BetaNews reports on the findings of a report by Argus Insights. It looks at global customer reviews and social media posts to find the best and worst products in the market. By looking at around 622,000 reviews from January 2014, the company can work out attention in the market and extrapolate that to indicate demand.
The results are interesting and at times surprising. Only Apple had high levels of consumer mindshare in the second quarter. Samsung's Galaxy S6 and S6 Edge devices raised interest briefly around the time of their launch but failed to increase demand as general interest fell.
Although not at all representative of the company's market share, Microsoft was found to be the "most delightful" manufacturer for the quarter.

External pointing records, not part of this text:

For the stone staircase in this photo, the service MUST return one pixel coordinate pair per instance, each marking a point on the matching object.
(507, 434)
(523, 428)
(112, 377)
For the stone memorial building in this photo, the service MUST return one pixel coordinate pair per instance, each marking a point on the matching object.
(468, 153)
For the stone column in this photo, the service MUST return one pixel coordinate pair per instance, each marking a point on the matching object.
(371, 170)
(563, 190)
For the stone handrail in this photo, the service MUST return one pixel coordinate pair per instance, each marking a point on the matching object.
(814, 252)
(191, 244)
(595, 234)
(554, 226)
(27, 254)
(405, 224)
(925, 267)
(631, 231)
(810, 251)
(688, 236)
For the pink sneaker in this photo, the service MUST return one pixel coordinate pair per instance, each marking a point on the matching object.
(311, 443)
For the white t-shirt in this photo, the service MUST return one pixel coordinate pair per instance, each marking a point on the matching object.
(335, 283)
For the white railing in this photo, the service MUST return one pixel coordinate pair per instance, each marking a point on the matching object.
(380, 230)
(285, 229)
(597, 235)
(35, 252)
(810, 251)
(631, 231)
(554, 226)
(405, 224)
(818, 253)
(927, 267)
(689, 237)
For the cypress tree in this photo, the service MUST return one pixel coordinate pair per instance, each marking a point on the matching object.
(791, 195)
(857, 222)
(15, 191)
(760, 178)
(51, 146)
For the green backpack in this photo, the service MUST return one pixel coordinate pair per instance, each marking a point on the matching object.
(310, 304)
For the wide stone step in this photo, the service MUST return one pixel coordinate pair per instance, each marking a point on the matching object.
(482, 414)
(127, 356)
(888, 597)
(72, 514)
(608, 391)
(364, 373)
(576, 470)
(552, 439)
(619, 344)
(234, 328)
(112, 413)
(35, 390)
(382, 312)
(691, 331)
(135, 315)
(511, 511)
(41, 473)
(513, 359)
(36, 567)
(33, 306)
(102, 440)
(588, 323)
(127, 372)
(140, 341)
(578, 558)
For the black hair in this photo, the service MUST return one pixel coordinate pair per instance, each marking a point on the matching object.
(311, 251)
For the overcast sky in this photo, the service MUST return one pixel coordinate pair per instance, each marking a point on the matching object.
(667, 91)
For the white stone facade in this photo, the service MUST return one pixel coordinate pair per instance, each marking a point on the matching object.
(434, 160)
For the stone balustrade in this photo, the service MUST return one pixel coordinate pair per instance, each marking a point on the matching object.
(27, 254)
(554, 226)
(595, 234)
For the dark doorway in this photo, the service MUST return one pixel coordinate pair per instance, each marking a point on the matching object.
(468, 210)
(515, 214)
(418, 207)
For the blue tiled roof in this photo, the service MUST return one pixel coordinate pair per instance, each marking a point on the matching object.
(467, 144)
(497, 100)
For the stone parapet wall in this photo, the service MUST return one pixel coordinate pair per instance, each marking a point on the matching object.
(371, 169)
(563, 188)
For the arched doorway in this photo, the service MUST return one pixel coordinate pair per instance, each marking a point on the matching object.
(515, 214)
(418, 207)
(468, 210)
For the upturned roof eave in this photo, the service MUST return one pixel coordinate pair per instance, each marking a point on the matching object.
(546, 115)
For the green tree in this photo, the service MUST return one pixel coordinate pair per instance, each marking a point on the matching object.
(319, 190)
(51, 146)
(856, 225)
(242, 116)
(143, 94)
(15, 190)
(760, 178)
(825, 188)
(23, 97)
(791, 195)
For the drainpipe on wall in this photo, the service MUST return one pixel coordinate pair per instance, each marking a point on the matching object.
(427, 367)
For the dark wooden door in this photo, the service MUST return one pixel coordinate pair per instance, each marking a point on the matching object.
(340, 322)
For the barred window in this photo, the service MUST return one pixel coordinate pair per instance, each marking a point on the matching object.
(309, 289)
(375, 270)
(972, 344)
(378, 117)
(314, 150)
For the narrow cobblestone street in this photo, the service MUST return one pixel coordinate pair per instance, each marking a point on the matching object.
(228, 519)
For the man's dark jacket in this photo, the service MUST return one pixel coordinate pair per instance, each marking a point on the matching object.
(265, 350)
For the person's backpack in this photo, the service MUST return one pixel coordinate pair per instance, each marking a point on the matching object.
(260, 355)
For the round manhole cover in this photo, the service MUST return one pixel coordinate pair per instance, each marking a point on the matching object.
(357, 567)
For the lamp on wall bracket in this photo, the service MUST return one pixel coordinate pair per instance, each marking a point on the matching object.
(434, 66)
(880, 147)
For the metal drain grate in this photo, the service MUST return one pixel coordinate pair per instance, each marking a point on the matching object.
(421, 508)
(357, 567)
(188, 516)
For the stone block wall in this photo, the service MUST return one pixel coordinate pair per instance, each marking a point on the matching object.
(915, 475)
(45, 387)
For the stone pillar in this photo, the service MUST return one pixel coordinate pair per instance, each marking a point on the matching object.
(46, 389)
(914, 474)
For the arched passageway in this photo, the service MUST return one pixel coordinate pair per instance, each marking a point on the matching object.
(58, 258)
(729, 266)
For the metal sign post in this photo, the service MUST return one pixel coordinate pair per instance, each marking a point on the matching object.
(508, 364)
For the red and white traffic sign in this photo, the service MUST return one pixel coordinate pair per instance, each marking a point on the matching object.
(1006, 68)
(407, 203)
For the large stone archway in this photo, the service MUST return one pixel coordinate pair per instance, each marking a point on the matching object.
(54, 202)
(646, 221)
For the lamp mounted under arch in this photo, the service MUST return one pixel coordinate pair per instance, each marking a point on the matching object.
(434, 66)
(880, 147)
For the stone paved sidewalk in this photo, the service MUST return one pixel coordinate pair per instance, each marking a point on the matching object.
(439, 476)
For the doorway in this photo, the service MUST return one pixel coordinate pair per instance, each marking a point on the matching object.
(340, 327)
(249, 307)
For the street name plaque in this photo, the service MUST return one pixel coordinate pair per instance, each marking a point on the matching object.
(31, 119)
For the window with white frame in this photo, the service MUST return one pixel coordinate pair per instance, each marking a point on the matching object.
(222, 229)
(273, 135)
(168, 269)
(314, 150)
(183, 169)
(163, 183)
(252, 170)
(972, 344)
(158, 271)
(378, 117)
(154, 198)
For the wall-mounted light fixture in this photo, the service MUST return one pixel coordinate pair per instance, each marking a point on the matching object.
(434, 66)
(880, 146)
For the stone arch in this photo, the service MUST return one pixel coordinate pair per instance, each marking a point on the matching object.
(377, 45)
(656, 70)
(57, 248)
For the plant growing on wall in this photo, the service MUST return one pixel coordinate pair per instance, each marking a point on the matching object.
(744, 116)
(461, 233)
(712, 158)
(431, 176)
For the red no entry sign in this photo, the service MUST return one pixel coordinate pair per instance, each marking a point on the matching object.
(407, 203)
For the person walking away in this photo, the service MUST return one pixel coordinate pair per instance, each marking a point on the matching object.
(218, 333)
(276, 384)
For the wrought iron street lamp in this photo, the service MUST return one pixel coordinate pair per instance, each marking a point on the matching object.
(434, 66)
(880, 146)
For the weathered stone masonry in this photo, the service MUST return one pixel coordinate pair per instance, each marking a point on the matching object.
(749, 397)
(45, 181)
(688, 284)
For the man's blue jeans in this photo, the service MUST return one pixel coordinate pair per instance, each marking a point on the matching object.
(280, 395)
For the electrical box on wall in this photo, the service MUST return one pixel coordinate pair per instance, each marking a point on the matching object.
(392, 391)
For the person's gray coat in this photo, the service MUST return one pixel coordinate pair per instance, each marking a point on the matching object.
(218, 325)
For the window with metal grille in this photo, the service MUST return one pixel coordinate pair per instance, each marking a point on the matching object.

Despite commanding only a tiny fraction of users compared to Apple and Samsung, those who did try out its Lumia 640 and 535 devices were apparently much more satisfied overall than those who used products from competitors.
Argus Insights' data shows that demand for smartphones has fallen by 8 percent compared with the same period last year. John Feland, CEO and founder of the company, told BetaNews: "The last quarter showed a very dramatic decline in consumer interest in the available smartphones in the US, and even the latest Samsung flagship phones barely made a difference in overall excitement. … It seems at this point, with such a flagging in consumer interest, that perhaps the smartphone market has hit a saturation point."
Feland added that Samsung may fail to reverse the situation even with the launch of its upcoming Galaxy Note 5 phablet unless the device has substantially more to offer than that of its rivals. All things considered, it appears to be a bad time to launch any new devices, with consumer demand heading downwards and new products failing to attract any consumer interest.
It's possible that sales will resurrect themselves in the next few months. Whereas the device launches in the previous quarter failed to inspire, despite the major brands like Samsung, HTC and LG all releasing updated flagships, in September Apple will return with a new iPhone which traditionally draws attention. Microsoft will also be debuting an all-new line of Windows 10 Mobile Lumias around the same time and there are strong rumours of BlackBerry launching an Android device. Perhaps consumers will find something satisfying in the next wave of launches after the disappointment of the first half of the year.